South Africa is on the right path towards improving its ports but a change in thinking is required to reimagine future development of the country’s ocean hubs as integrated ecosystems, maritime academic Professor Peter de Langen has said.

Speaking on the second day of the inaugural National Transport Conference at Gallagher Estate in Midrand, the owner of Ports and Logistics Advisory in Malaga, Spain, said ports such as Tanger Med in Morocco and Rotterdam in the Netherlands had shown how ports could flourish through private-sector investment if made attractive for this purpose, but on a larger scale.

Although not mentioning the World Bank’s Container Port Performance Index, which routinely rates South African ports as the worst in the world by volume, De Langen said ports shouldn’t be lauded or lamented according to how much cargo was moved or not.

“Too often the focus is on volume,” he said.

“Ports don’t have huge influence on the amounts of volume they handle, as these are often influenced by the larger economic environment.”

Instead of having a reactive approach towards pushing volume, port planning, development and digital services should be blended in such a way that it makes a business case for investors.

Mentioning food processing, warehousing and other sub-sectors as functioning elements within larger port systems, De Langen said ports should be individually assessed according to what was required to boost their integrated ecosystem potential.

At the port of Rotterdam, for example, about two billion euros in private-sector funding flows into the port on an annual basis through enabling investment.

However, integrated ecosystem thinking was easier said than done, said De Langen.
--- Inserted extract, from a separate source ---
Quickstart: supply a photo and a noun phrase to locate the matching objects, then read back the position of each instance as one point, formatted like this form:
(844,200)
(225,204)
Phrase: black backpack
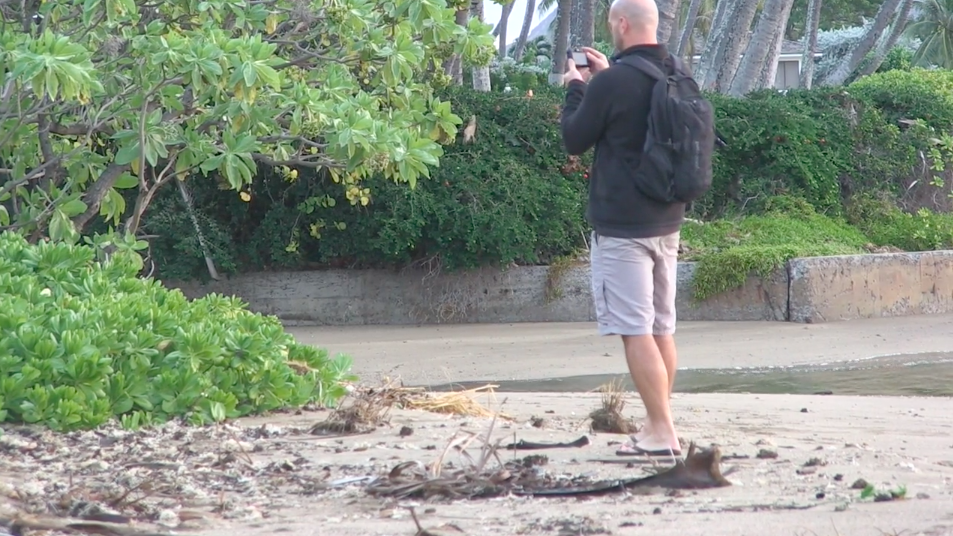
(676,161)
More often than not there wasn’t an immediate business case to be made for individual investments because it was not seen against the larger backdrop of the port system as a whole.

Because initial thinking was often absorbed by immediate return-on-investment concerns, the eventual benefits of investments were overlooked.

By way of example he mentioned shore power, a significant developmental issue along the Dutch coast where net-zero port developments top the local maritime investment space.

“On its own there isn’t a business case to be made for shore power, but investment is possible if the larger benefits of shore power are properly marketed at potential investors.”

He said Tanger Med had shown what was possible if port development was raised to a higher, futuristic level, almost treating ports as self-sustaining cities.

De Langen provided several points for how the objectives of larger thinking around ports could possibly be realised through policy formation.

These include developing a fact-based understanding of how ports create value for society; identifying ports of national interest, as well as strategic freight corridors; setting clear, measurable long-term policy objectives for ports that align with stakeholders’ objectives; using the value of attracted investments as key performance indicators; and benchmarking investment levels as a percentage of investment in port systems as a whole, as a peer-group marketing tool.